But nearer at hand, as the hours creep one by one towards the dawn, are the derelicts of the Square, dozing fitfully on the park benches. In waking moments their dull eyes watch the illuminated face, and the hands pushing forward to another day. The spectacle moved one of them, Prince Michael, heir to the throne of the Electorate of Valleluna, in O. Henry’s “The Caliph, Cupid, and the Clock,” to pessimistic utterance. “Clocks,” he said, “are shackles on the feet of mankind. I have observed you looking persistently at that clock. Its face is that of a tyrant, its numbers are false as those on a lottery ticket; its hands are those of a bunco-steerer, who makes an appointment with you to your ruin. Let me entreat you to throw off its humiliating bonds and to cease to order your affairs by that insensate monitor of brass and steel.”
Sang Sara Teasdale:
“We walked together
in the dusk
To watch the tower grow dimly white,
And saw it lift against the sky,
Its flower of amber light.”
Some Great Days on the Avenue
Some Great Days on the Avenue—Pictures and Pageants—When a Prince Came Visiting—A Regiment Departs—Honour to the Captains—Funeral Processions—Receptions—Dinners—The Orient and the Avenue—When Admiral Dewey Came Home—Greeting a Marshal of France—The Roar of the City and the Guns of the Marne.

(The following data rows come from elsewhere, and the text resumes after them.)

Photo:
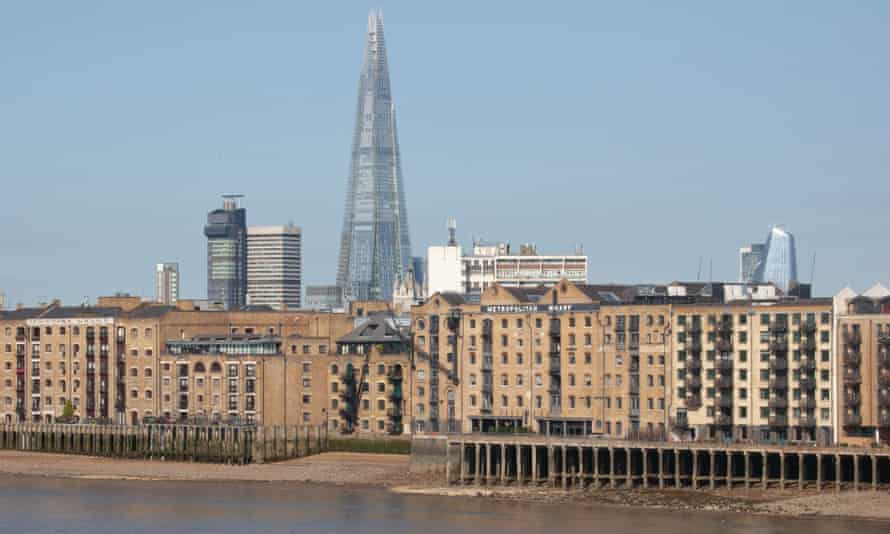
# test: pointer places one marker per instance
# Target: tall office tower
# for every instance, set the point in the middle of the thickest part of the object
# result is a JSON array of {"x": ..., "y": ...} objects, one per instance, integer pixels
[
  {"x": 779, "y": 265},
  {"x": 375, "y": 249},
  {"x": 274, "y": 266},
  {"x": 167, "y": 283},
  {"x": 226, "y": 232},
  {"x": 750, "y": 258}
]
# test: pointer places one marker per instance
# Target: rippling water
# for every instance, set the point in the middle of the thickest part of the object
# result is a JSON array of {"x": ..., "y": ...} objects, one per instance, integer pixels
[{"x": 96, "y": 507}]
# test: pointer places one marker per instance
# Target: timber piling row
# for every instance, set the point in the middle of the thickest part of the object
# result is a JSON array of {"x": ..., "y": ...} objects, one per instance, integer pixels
[
  {"x": 564, "y": 463},
  {"x": 210, "y": 443}
]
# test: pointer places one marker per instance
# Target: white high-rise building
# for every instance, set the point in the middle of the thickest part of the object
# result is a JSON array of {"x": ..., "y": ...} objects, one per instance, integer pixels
[
  {"x": 167, "y": 283},
  {"x": 274, "y": 266}
]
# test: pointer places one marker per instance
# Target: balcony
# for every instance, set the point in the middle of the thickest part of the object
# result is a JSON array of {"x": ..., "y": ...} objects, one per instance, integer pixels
[
  {"x": 852, "y": 377},
  {"x": 724, "y": 364},
  {"x": 778, "y": 402},
  {"x": 852, "y": 337},
  {"x": 851, "y": 419},
  {"x": 778, "y": 420},
  {"x": 778, "y": 345},
  {"x": 723, "y": 381},
  {"x": 679, "y": 422},
  {"x": 394, "y": 375},
  {"x": 554, "y": 363},
  {"x": 808, "y": 344},
  {"x": 778, "y": 327},
  {"x": 807, "y": 420},
  {"x": 723, "y": 345},
  {"x": 778, "y": 382},
  {"x": 778, "y": 364},
  {"x": 807, "y": 365}
]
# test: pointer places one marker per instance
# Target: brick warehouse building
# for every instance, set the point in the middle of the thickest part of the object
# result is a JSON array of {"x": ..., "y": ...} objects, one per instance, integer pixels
[{"x": 608, "y": 360}]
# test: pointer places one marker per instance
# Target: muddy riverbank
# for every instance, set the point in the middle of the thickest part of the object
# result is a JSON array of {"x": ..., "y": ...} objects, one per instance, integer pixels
[{"x": 392, "y": 472}]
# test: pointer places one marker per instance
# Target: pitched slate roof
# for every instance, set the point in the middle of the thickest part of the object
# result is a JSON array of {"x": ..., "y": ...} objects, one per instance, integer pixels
[{"x": 377, "y": 329}]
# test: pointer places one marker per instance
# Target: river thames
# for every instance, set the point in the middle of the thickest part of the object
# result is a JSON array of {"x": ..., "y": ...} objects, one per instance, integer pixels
[{"x": 32, "y": 504}]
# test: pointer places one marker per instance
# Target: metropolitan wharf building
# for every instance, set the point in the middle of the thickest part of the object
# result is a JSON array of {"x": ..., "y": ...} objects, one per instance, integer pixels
[
  {"x": 375, "y": 248},
  {"x": 226, "y": 232}
]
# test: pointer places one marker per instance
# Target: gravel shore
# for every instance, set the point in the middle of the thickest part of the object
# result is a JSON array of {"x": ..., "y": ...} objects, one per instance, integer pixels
[
  {"x": 330, "y": 468},
  {"x": 392, "y": 472}
]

In the stirring times in which we are living, it seems as if every day is a great day on the Avenue. Take a single example: The morning broke dark and threatening. Heavy clouds presaged showers. But after an hour or two they passed from the heavens, and warmth and golden sunshine came. In the course of various activities the writer made his way to points between the Battery and Fifty-ninth Street, and the means of travel employed included three journeys on top of Fifth Avenue buses. If one of the early settlers could only have seen the proud and amazing thoroughfare!
The air vibrant with excitement. Flags everywhere. Tens of thousands of the Stars and Stripes. Thousands of Union Jacks and Tricolours of France. Hundreds of pavilions of Italy and Belgium. Every few yards gaily decorated booths from which smiling women or lusty-lunged men harangued the passers-by to “come across or the Kaiser will.”
On a platform erected on the steps in front of the Public Library a slight figure in kilts addressing a swaying, surging crowd. As the bus, held up for a minute by the cross-town traffic, stopped, we could hear the pleasing burr of Harry Lauder. Two hours later; a mile and a half farther downtown. The sound of a band in the distance. The horses of the mounted policemen forcing back the curious thousands to the curb. A regiment of regulars, two regiments of militia, and then, swinging along lightly in loose step, a handful of men in soiled blue, Chasseurs a pied of France, who, at Verdun, in the Vosges Mountains, and on the Picardy front, had lived splendidly up to the traditions of the men with the hairy knapsacks and the hearts of steel whose tramp had shaken the continent of Europe one hundred years before.